Seelow (MOZ) Der CDU-Ortsverband „Oderbruch“, dem Mitglieder aus Seelow und Seelow-Land sowie den Ämtern Neuhardenberg und Golzow angehören, hatte am Montag zu einem Gespräch mit der Landtagsabgeordneten Beate Blechinger geladen. Verbandsvorsitzender André Höhne und sein Stellvertreter Frank Schütz konnten ?15 Gäste im Seelower Büro des Bundestagsmitgliedes Hans-Georg von der Marwitz begrüßen, der zugleich Vorsitzender des Kreisverbandes ist.
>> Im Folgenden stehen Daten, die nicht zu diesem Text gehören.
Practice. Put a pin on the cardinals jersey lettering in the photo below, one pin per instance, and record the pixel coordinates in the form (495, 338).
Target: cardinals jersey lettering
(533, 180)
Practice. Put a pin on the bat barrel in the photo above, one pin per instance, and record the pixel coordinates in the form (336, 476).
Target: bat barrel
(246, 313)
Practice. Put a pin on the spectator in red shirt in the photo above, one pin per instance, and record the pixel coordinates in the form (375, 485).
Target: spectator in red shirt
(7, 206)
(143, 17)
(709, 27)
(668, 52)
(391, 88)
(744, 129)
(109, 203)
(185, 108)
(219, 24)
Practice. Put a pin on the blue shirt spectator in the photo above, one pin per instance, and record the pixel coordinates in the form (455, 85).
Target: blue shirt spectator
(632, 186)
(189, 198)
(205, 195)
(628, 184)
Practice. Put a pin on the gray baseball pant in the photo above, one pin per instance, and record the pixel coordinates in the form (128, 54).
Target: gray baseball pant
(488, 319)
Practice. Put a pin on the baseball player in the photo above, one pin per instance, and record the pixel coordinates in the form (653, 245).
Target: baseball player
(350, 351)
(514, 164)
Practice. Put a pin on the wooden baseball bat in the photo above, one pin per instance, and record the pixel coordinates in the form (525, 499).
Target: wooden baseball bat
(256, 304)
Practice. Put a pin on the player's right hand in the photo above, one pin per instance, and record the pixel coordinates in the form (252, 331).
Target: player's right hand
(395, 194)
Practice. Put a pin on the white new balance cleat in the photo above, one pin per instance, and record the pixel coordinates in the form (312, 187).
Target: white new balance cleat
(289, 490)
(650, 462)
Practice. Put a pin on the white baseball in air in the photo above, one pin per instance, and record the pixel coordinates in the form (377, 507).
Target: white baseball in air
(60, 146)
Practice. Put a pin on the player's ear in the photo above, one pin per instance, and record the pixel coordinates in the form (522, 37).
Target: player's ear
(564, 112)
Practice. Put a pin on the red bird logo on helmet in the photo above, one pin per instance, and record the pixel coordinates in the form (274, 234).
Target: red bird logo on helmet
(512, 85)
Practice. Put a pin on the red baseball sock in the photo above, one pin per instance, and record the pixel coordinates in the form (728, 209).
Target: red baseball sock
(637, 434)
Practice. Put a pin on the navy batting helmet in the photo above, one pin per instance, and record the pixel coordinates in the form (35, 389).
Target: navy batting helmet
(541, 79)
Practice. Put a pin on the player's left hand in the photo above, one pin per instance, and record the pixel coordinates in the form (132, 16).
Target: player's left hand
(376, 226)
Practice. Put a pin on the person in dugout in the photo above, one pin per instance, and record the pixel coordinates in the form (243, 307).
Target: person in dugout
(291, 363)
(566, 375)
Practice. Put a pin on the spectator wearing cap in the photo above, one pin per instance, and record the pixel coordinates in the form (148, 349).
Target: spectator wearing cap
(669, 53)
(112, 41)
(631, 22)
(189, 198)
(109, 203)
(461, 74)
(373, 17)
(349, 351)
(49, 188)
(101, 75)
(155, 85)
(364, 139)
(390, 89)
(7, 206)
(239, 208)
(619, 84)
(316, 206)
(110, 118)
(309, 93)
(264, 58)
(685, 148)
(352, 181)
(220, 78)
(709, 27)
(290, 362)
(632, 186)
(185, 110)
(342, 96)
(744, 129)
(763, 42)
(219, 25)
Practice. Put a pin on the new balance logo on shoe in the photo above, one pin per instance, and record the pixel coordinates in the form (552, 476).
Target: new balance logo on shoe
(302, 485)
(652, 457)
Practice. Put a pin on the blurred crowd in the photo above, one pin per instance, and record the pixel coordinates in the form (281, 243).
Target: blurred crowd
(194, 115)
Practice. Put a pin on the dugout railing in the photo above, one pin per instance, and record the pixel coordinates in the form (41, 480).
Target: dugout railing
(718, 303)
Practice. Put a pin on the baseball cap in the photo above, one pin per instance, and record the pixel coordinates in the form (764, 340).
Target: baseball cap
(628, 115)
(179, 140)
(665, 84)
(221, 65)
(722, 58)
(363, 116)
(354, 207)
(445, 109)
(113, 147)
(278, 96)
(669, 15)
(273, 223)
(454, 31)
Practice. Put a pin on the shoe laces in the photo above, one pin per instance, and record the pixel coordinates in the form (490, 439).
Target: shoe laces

Beate Blechinger genügten wenige Stichworte, um mit den Teilnehmern der Tafelrunde ins Gespräch zu kommen. Ein wichtiges Thema dabei war die von der Landesregierung in die Diskussion gebrachte „Inklusion“. Beate Blechinger, die von 1969 bis 1999 als Lehrerin gearbeitet hatte, erläuterte dabei ihren Standpunkt, dass die Umsetzung der UN-Behindertenkonvention in Brandenburg nicht mit der Brechstange erfolgen könne. Das entwickelte System der Förderschulen im Land sollte erhalten werden, weil die Kinder mit Behinderung dort viel größere Chancen auf Bildung erhalten würden als durch die Versetzung in Regelschulen. „Dort besteht die Gefahr von Ausgrenzung viel mehr als im Schutz der Förderschulen“, so die Landtagsabgeordnete. Darin sei sie sich auch mit vielen Landräten und anderen SPD-Politikern einig. Blechinger lenkte die Aufmerksamkeit ihrer Gesprächspartner auf eine aus ihrer Sicht viel akutere Problematik. „Untersuchungen haben gezeigt, dass der Anteil von Jungen mit Lernbehinderungen im Land viel größer ist als der von Mädchen. Wir brauchen ein Programm zur Jungenförderung“, erklärte die erfahrene Pädagogin. Da offenbar neben ideologischen Vorstellungen auch Einsparungsziele im Bildungsbereich im Umfang von rund 25 Millionen Euro Hintergründe der Förderschuldebatte seien, schlägt die Landtagsabgeordnete vor, doch besser bei solchen Vorhaben zu sparen wie dem sogenannten Bibermanagement oder dem Versuch, Wölfe in Brandenburg anzusiedeln.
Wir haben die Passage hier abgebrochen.